PAL to spend $1 B to acquire 4 new Boeing jets for reg’l flights

By EMMIE V. ABADILLA
September 13, 2009, 2:19pm

With Asia Pacific air traffic remaining strong despite the global downturn, Philippine Airlines (PAL) is acquiring four of Boeing’s newest and most advanced 777-300ERs for approximately $1 billion to boost its long-haul services across the region starting November, this year.

In all, the flag carrier intends to add six Boeing 777s to its fleet, four via direct purchase and 2 via a 12-year lease. The Export-Import Bank will fund the purchases, valued at $250 million per aircraft. Delivery is scheduled in June 2012, November 2012, April 2013 and November 2013. However, the leased Boeing 777s are arriving in two months.

“With the 777-300ER, PAL can fly across the Pacific or to Australia with lesser fuel than the four-engine B747-400 or Airbus A340-300 which it currently deploys on these routes,” explained Randy J. Tinseth, Boeing vice president for marketing. “Fuel burn is considerably lower when compared to the A340-500 and the A340-600.”

Known as the largest, long-range, twin-engine jetliner, the B777-3000ER can carry 365 passengers to a distance of 14,685 kilometers, the equivalent to flying to Los Angeles and back to Manila non-stop without refueling. They also feature the most spacious passenger cabin in its class, offering wider seats and aisles, more headroom and seating flexibility.

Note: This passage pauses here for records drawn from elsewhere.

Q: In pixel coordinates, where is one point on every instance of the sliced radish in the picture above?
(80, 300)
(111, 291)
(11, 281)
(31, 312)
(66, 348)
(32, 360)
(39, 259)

A unique overhead crew rest area located above the passenger cabin, frees up space for four to seven more seats in the cabin. The cabins are so spacious that a six-foot-two-inch tall passenger can easily pass under the center stowage cabin bins.

While the global economic downturn has hit the aviation industry really hard, Tinseth maintained that the air traffic in Asia Pacific is “stronger”. In fact, Boeing forecasted that the region will rank as the world’s highest growth and largest aviation market over the next two decades, requiring 8,960 new commercial jets worth $1.1 trillion.

At present, Asia Pacific, which covers Japan, Korea, China, Australia and India, accounts for more than 8,300 flights and 1.2 million travellers daily. But between now and 2028, Asia Pacific air travel will grow from 32 per cent of the world market to 41 percent .

The region’s fleet will triple from 3,910 to a total of 11,170 airplanes as travel grows at an average of 6.5 per cent per annum. “That’s a big leap for a region that was not even mentioned in our earliest Boeing market forecasts back in the 1950s,” he noted.

Philippine carriers are growing strongly as well, the Boeing executive confirmed. “The world aviation market is challenging today but the Philippine market has seen significant growth over the last 10 years and is well-positioned as the economy returns to growth in the future.”